È altamente plausibile che entrambi abbiano lavorato per anni – in qualità di carpentieri, manovali, muratori (tekton) – al grande cantiere di Seffori, città distrutta dai romani e fatta ricostruire da Erode, situata a 6 km da Nazareth. Fin dalle prime pagine di Genesi veniamo informati che Dio ha lavorato in qualità di artista, di artigiano, di architetto, trovando buone e molto buone (tob) le sue opere, e dandosi dei tempi di riposo dopo l’attività creatrice: «Dio, nel settimo giorno, portò a compimento il lavoro che aveva fatto e cessò nel settimo giorno da ogni suo lavoro che aveva fatto» (Gen 2,2). Il Signore coinvolge come partner affidabili l’uomo e la donna nel grande cantiere della creazione, che potremmo immaginare, sulla scorta della fantasia interpretativa di Zec Safet, similare ad una enorme bottega. “Ambiente” nel quale armeggiare dando un apporto di originalità, recuperando la percezione della propria dignità, trovando le risorse per mantenersi e costruire casa (oikos), economia, cultura, ambiente fisico e relazionale, bene comune, fraternità. Patris Corde (con cuore di padre), Lettera apostolica con la quale Papa Francesco ha indetto l’anno giuseppino, così recita in un suo passaggio: «Il lavoro diventa partecipazione all’opera stessa della salvezza, occasione per affrettare l’avvento del Regno, sviluppare le proprie potenzialità e qualità, mettendole al servizio della società e della comunione; il lavoro diventa occasione di realizzazione non solo per sé stessi, ma soprattutto per quel nucleo originario della società che è la famiglia. Una famiglia dove mancasse il lavoro è maggiormente esposta a difficoltà, tensioni, fratture e perfino alla tentazione disperata e disperante del dissolvimento».

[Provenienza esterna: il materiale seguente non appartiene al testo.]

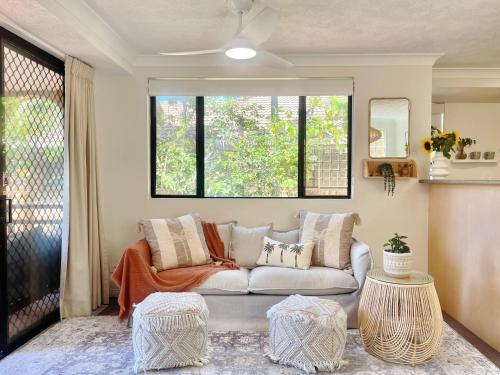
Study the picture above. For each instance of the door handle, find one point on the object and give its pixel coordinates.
(9, 209)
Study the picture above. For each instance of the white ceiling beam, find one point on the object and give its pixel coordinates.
(466, 77)
(84, 20)
(13, 27)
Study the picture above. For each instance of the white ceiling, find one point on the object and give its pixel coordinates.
(467, 32)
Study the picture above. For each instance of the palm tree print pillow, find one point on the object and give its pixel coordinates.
(279, 254)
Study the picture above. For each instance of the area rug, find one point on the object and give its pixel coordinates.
(102, 345)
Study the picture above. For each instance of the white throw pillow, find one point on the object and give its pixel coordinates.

Dalla veste bianca, ancor più accesa rispetto a quella di Giuseppe, che lascia nude le parti del collo e della spalla di Gesù, emerge il candore dell’agnello innocente, sacrificale, e nel contempo del Figlio trasfigurato e risorto. Eccolo infine il libro aperto. Spiazzante che il Verbo, la Parola, il Figlio si immerga nella lettura della Parola Sacra, di cui è autore: il Logos si piega sul Logos. Gesù legge, medita, si interroga e… si confronta con il padre, non per nulla i suoi occhi consultano quelli paterni e il suo gomito sinistro si appoggia in un atteggiamento confidenziale sulla coscia dell’adulto. Quanto è decisiva l’opera educativa del padre – oggi ahimè defilata se non assente rispetto a quella della madre – che può autorizzare il figlio, vale a dire dare autorità al figlio di divenire adulto, lavoratore, libero, costruttore fecondo. In ascolto, ecco il significato del libro aperto, di un Padre che di tutti – ad iniziare dalla relazione unica con il Figlio – è sorgente generativa.